Rochas ornamentais trabalhadas (25,58%), celulose (21,42%), produtos semimanufaturados de ferro ou aço não ligado (18,98%) e minérios de ferro e seus concentrados (13,91%) foram os principais produtos exportados para os Estados Unidos, em setembro de 2024, enquanto para os Países Baixos foram vendidos, sobretudo, óleos brutos de petróleo (54,95%), minérios de ferro e seus concentrados (24,81%), café em grãos ou outras formas brutas (8,02%) e especiarias (5,11%). Para a Argentina foram destinados, principalmente, minérios de ferro e seus concentrados (57,37%), produtos semimanufaturados de ferro ou aço não ligado (30,21%) e café em grãos ou outras formas brutas (7,79%). Por fim, para a China, o estado vendeu, maiormente, celulose (68,19%), granito bruto, em blocos ou placas (12,77%), quartzo bruto, em blocos ou placas (5,79%) e carne bovina (5,29%).
Por outro lado, cenário pode exigir cautela do comércio exterior capixaba
Análise do coordenador do curso de Relações Internacionais da UVV, Daniel Carvalho
“O Trump implementando as políticas que ele diz querer implementar é um cenário de cautela para o comércio exterior capixaba porque os Estados Unidos ainda são o principal destino das exportações capixabas, mas não é mais a principal origem das importações.
Qual o motivo da preocupação?

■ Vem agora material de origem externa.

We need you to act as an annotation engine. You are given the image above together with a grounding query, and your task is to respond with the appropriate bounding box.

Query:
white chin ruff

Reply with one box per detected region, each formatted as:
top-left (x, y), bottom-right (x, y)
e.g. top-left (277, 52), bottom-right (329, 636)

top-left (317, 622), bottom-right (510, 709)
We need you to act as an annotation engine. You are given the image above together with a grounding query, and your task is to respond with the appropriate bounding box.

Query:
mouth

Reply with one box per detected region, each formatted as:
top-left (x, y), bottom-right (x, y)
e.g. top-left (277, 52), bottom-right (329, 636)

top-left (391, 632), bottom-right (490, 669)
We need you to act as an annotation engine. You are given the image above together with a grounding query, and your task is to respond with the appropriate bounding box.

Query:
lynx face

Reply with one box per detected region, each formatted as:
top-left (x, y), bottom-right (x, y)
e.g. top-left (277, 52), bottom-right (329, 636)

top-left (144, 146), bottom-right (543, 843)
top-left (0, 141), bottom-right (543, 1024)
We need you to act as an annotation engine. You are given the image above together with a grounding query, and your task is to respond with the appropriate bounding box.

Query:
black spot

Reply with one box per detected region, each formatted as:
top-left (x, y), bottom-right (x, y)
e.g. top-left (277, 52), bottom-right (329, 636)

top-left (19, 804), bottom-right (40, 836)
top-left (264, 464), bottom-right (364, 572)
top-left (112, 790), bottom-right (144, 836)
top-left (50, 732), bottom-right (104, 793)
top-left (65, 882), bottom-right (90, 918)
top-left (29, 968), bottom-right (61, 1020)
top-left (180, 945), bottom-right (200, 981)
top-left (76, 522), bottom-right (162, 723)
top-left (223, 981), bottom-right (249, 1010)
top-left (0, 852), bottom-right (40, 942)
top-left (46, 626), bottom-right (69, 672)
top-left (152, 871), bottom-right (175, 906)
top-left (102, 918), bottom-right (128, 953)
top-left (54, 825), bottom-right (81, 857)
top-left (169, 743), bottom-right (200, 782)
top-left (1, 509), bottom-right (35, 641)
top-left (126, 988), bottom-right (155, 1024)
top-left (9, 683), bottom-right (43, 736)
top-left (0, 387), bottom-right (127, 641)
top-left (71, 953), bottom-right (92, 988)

O Trump já vem anunciando uma guerra comercial com a China, o que não afeta diretamente o exportador capixaba, mas junto dessa guerra comercial ele vem anunciando um governo mais protecionista, não apenas contra produtos chineses, mas de todo o mundo.
Ele disse que pretende colocar tarifas de até 60% para produtos chineses e de até 25% para produtos de outros países, e aí entra o Brasil. Isso vai exigir do exportador capixaba uma análise de suas estratégias, buscando outros parceiros. Não que seja abandonar o mercado americano, mas estar atento ao potencial de perda de competitividade do produto.
E nessa ideia de procurar outros mercados, temos um outro motivo importante a considerar, que é a desdolarização do comércio exterior, pretendida pelo governo federal. O que isso significa? Não é que não vamos mais usar o dólar de maneira alguma, não é isso. Mas diminuir a importância relativa do dólar no comércio exterior brasileiro. O país fica muito vulnerável à alta do dólar, o que pode ser bom para o exportador, tem um impacto na economia brasileira. Isso abre caminho para o exportador capixaba pensar em outras alternativas que não usem o dólar e que facilitem portanto o comércio e o torne mais barato e desburocratizado, porque reduz os custos das transações.”